Prior to this, if there is 'horror', it comes from the presence in the film of people with genuine abnormalities. Obviously, there is something very off about this in principle: the film seems to be operating as a kind of circus sideshow itself, with the chance to see the 'freaks' the main draw to the audience. However, there is a weird tension operating here – there are a number of quite lurid and even prurient moments, such as when the camera dwells on one of the twins being kissed and the other enjoying the sensation as well, but the general tone of the film is much more matter-of-fact and even compassionate towards its subjects.
However, come the end of the story, there is inevitably a shift. Cleopatra and Hercules' plot is uncovered, and as a thunderstorm lashes the circus wagons, the freaks close in to exact vengeance on the attempted murderers. There is something genuinely chilling about this, even in the extant, savagely truncated version of the film: the original climax apparently caused a furore when it was shown to audiences, resulting in the film being cut by nearly a third. As it is, the end of the film does feel abrupt and anticlimactic – we don't see exactly how Cleopatra goes from being a beautiful amazon to the quacking, legless, bird-like thing she has been transformed to in the frame story, and the suggestion that the freaks have emasculated Hercules is completely absent. An epilogue intended to ensure Hans remains a sympathetic character has also been added.

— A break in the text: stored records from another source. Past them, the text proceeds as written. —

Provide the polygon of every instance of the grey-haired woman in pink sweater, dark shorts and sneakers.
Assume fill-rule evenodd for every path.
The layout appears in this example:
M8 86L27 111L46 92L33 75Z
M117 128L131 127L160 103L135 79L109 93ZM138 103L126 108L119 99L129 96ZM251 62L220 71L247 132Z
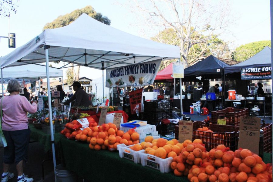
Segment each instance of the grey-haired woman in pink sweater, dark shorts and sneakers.
M24 175L23 168L27 160L30 134L27 112L35 113L37 102L34 101L31 105L24 96L18 95L20 87L17 80L11 79L8 82L10 95L0 100L3 110L2 130L8 144L7 147L4 147L2 182L14 177L14 174L9 172L12 163L16 164L17 181L33 181L33 178Z

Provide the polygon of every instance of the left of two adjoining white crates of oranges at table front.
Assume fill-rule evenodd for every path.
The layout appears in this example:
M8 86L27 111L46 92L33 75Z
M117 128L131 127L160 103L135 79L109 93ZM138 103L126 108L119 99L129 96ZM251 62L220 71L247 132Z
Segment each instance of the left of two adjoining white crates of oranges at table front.
M117 147L117 150L119 151L120 158L132 160L136 164L141 163L139 153L144 153L145 150L134 151L129 148L134 145L126 146L125 144L122 143L122 144L117 145L116 147Z

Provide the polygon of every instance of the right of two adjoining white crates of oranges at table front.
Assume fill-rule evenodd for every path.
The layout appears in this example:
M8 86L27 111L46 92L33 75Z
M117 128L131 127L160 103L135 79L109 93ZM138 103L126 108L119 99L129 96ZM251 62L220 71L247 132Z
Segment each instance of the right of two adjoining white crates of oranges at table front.
M173 157L161 159L147 153L139 153L139 156L142 166L148 166L153 169L160 170L161 173L170 172L170 163L173 161Z

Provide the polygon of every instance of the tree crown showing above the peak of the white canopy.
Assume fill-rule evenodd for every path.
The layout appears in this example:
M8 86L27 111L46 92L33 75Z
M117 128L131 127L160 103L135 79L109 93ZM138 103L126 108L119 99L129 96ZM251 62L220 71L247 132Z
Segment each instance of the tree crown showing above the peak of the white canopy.
M53 20L53 22L47 23L44 26L44 29L56 29L69 25L83 13L86 13L93 19L96 19L106 25L111 24L111 20L107 16L103 16L101 13L97 13L92 6L86 6L82 9L76 9L66 15L60 15L57 19Z

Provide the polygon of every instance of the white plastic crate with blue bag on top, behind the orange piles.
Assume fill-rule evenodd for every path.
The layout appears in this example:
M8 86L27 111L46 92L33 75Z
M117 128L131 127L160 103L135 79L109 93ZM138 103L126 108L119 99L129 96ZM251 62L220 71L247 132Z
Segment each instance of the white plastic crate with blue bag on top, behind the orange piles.
M124 132L127 132L129 131L130 129L132 128L129 128L129 127L123 127L123 126L120 126L120 130L124 131ZM150 125L150 124L147 124L145 126L140 126L140 127L137 127L136 129L134 129L137 133L139 133L139 138L140 140L143 140L145 139L146 136L155 136L155 135L158 135L158 132L157 132L157 128L155 125ZM142 142L143 142L142 141ZM141 141L140 141L141 142Z

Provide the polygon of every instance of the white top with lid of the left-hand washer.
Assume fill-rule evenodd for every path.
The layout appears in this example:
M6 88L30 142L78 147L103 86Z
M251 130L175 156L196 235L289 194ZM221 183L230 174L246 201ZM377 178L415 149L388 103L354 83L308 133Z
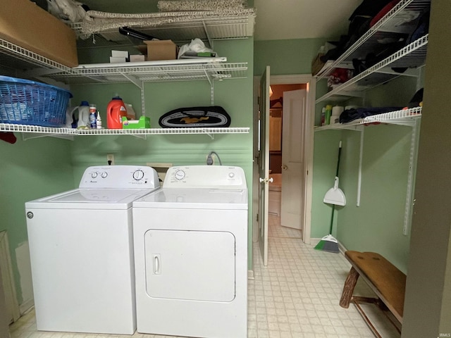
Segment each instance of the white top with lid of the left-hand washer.
M128 209L135 199L155 189L74 189L29 201L26 208Z

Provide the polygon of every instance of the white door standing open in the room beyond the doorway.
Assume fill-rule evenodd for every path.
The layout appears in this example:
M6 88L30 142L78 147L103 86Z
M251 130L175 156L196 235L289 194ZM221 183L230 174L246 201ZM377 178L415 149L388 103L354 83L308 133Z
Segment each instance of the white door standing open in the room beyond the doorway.
M302 230L307 90L283 92L282 205L280 225Z

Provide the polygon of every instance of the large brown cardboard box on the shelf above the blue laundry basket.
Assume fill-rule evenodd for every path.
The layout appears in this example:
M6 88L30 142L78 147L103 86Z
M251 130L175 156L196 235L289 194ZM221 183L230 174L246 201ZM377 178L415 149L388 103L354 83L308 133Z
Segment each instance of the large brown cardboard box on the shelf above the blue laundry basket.
M78 65L75 32L30 0L0 0L0 37L53 61Z

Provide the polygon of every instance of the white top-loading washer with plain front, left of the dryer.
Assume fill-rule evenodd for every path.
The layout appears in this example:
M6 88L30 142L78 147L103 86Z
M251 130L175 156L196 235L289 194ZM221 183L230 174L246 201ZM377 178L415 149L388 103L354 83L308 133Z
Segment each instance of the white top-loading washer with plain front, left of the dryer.
M159 185L147 166L95 166L25 203L37 330L135 332L132 201Z

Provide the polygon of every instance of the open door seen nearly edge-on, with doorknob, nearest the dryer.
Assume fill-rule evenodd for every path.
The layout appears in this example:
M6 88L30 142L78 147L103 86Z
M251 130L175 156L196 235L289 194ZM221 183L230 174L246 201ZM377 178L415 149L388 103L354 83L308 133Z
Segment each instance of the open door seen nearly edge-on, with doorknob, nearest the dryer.
M264 265L268 265L269 81L269 66L266 66L260 80L259 100L259 246Z

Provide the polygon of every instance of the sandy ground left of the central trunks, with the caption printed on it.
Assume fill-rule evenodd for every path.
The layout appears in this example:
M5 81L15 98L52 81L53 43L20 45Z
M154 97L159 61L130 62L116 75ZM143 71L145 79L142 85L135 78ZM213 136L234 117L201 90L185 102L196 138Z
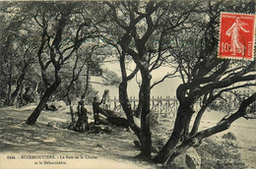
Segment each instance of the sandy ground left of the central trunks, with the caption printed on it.
M135 159L139 150L134 147L135 136L122 128L111 135L80 134L48 127L49 122L70 119L68 114L43 111L35 126L25 125L31 108L0 110L0 169L155 169L156 164ZM8 160L7 155L16 156ZM22 159L21 155L54 155L54 159ZM84 156L79 159L60 159L62 156ZM88 158L89 157L89 158ZM65 165L35 165L34 162L66 162Z

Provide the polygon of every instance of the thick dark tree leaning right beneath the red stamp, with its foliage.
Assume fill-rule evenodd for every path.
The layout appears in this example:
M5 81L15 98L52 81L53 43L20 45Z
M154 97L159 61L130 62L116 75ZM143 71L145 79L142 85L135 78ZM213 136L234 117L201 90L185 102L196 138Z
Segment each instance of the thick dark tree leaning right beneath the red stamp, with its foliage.
M253 8L252 8L253 7ZM186 31L171 34L172 58L178 65L182 84L177 87L179 102L173 131L169 140L155 157L155 161L169 163L180 153L203 139L228 129L232 122L250 113L255 93L241 101L238 110L210 129L199 131L206 108L227 91L255 85L255 61L223 60L218 58L219 20L222 11L254 13L252 1L209 1L194 13ZM197 112L196 102L202 101ZM192 115L196 114L192 131Z

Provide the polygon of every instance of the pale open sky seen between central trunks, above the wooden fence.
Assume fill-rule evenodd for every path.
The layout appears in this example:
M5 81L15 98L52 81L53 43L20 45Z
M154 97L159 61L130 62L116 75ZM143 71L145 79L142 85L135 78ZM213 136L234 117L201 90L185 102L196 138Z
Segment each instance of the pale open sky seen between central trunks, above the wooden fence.
M102 65L102 68L107 69L109 71L113 71L117 74L118 77L121 77L121 70L118 60L116 62L107 62ZM126 65L127 74L131 72L130 70L133 70L135 68L134 63L129 63ZM169 67L160 67L157 70L154 70L152 74L152 81L151 84L154 84L154 82L160 81L162 77L164 77L167 73L172 72L172 68ZM140 80L140 74L138 73L137 80L141 82ZM98 78L94 78L94 82L100 81ZM179 84L181 84L182 81L180 78L172 78L172 79L165 79L162 83L154 86L154 88L151 91L151 97L166 97L169 96L171 98L176 97L176 88ZM99 98L102 96L104 89L109 89L109 95L110 98L113 99L114 97L118 98L118 86L115 85L103 85L103 84L92 84L93 87L98 91ZM128 82L128 96L129 97L139 97L139 86L136 82L136 77Z

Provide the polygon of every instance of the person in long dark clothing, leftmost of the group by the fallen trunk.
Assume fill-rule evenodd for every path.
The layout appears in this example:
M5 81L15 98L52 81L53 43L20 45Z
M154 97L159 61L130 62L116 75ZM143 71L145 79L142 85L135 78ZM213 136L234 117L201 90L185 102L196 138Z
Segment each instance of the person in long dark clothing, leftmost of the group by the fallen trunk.
M88 125L88 116L87 116L87 109L85 108L85 103L83 100L79 101L78 109L80 112L78 112L79 118L76 124L76 130L78 132L85 132L89 130Z

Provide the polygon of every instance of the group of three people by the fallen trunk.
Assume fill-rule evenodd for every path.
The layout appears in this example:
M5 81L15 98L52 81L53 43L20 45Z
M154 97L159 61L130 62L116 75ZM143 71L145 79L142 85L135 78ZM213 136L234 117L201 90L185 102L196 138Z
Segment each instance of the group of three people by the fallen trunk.
M94 119L95 125L99 125L99 113L101 108L99 107L102 104L102 108L109 109L110 108L110 97L109 97L109 90L105 89L102 95L102 99L98 101L97 96L94 97L93 102L93 110L94 110ZM78 103L78 121L76 123L75 130L78 132L85 132L89 130L89 123L88 123L88 110L85 108L85 101L80 100Z

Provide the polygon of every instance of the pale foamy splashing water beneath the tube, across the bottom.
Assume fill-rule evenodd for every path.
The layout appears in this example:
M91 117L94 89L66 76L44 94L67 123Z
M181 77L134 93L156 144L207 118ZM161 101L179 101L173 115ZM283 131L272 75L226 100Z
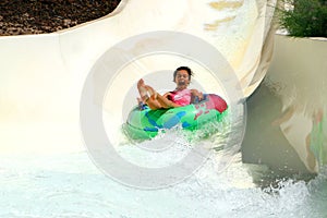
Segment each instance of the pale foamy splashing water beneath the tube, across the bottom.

This is a film from the 1930s, pretty much the dawn of cinema, and as such it inevitably feels a bit primitive by modern standards – the characterisations are broad, the plot basic, and so on. It does suffer from some pacing issues, too, probably because of the recutting the film underwent – most of the incident happens in the last quarter, giving the uneasy impression that for most of the film we're just being invited to gawp. One significant problem is that – for obvious reasons – many parts are played by people who were not professional actors, resulting in some slightly wince-worthy performances. Even worse, not all of them had English as a first language – Harry Earles' birth name was Kurt Schneider, and his thick German accent renders some of his dialogue unintelligible, which is obviously an issue given he's playing one of the main characters.
Is Freaks genuinely a horror movie? I would like to think not. Perhaps it is one of those films from so long ago that it is a losing game to try and assess it by modern standards. There are certainly some chilling and powerful moments, but every frame of it radiates an awkward ambiguity, about just how we are expected to respond to the characters. One thing is certain: a film like this could never be made today, and perhaps that's just as well.